This is like saying that nothing special happens to water at 100 degrees because if you look at the total thermal energy, it's a smooth increase.


Please read the paper. The authors are using more precise and specific metrics that qualitatively measure the same thing. Instead of having exact string match being 1 if 100% correct, 0 if there is any failure, they use per-token error. The crux of their argument is that per-token error is a better choice of metric anyway, and the fact that "emergent abilities" do not occur when using this metric is a strong argument that those abilities don't really exist.

However thermal energy does not more precisely or specifically measure a phase transition. They are only indirectly linked - nobody would say that thermal energy is a better measure of state-of-matter than solid/liquid/gas. Your argument makes absolutely zero sense. Frankly it seems intentionally ignorant.


I read the paper.

Per token error is a fairly useless metric. It's not predictive and it tells you absolutely nothing.
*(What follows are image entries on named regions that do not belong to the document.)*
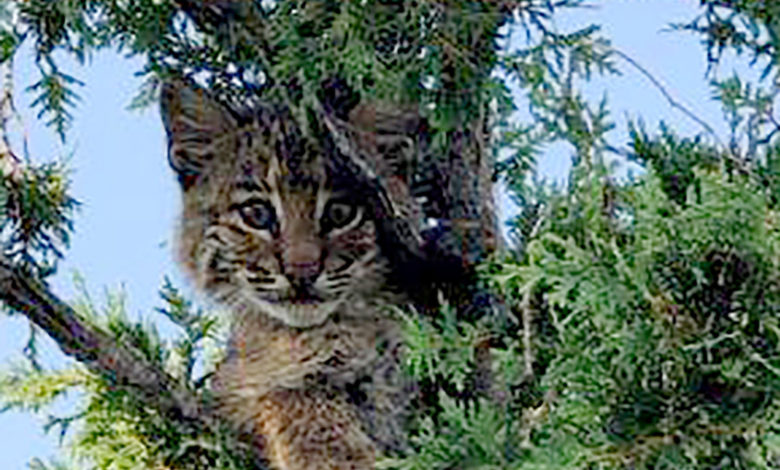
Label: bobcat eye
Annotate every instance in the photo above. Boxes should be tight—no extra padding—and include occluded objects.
[322,199,358,230]
[238,199,276,230]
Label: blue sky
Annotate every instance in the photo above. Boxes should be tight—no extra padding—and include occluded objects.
[0,0,756,470]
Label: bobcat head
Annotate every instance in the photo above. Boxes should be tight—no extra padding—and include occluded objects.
[161,82,412,328]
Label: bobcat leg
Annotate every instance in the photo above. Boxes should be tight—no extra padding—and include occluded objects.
[256,390,374,470]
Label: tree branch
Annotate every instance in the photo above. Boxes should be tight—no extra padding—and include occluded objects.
[0,255,207,428]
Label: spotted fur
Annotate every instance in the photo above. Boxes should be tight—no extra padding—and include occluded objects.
[162,82,408,470]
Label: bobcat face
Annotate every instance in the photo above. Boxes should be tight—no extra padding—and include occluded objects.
[162,81,388,327]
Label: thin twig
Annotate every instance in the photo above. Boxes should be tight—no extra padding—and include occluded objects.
[612,49,723,147]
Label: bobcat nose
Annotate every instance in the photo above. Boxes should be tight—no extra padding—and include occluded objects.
[282,243,322,287]
[284,261,320,286]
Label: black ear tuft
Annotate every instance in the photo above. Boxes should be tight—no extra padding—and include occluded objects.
[160,80,237,185]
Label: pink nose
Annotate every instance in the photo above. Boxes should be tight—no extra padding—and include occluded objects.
[282,242,322,285]
[284,261,321,285]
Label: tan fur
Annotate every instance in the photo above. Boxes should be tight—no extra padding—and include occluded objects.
[162,83,408,470]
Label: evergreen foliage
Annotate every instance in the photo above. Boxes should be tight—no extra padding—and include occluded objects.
[0,0,780,470]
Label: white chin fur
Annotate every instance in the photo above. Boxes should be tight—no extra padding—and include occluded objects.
[252,298,341,328]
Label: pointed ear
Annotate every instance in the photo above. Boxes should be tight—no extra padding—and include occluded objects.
[160,80,237,189]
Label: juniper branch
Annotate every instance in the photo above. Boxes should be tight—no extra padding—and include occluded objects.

They say it's a superior metric but clearly the wider research community disagrees since no one has cared to adopt per token error as a metric in subsequent papers.

>and the fact that "emergent abilities" do not occur when using this metric is a strong argument that those abilities don't really exist.

If your conclusion is that those abilities don't exist then you clearly didn't read the paper very well.

They never argue those abilities don't exist, they simply argue whether we should call them "emergent" or not.

>However thermal energy does not more precisely or specifically measure a phase transition. They are only indirectly linked - nobody would say that thermal energy is a better measure of state-of-matter than solid/liquid/gas. Your argument makes absolutely zero sense. Frankly it seems intentionally ignorant.

Phase Changes are literally driven by changes in thermal energy.

Water boils when it absorbs enough thermal energy to break intermolecular forces keeping its liquid state together.

solid/liquid/gas is descriptive. It's not a measure of anything.

Anyway, the point is simple. Despite thermal energy driving state change after a certain threshold, that "point" doesn't look like anything special.

Smooth quantitative change sometimes results in sudden qualitative changes.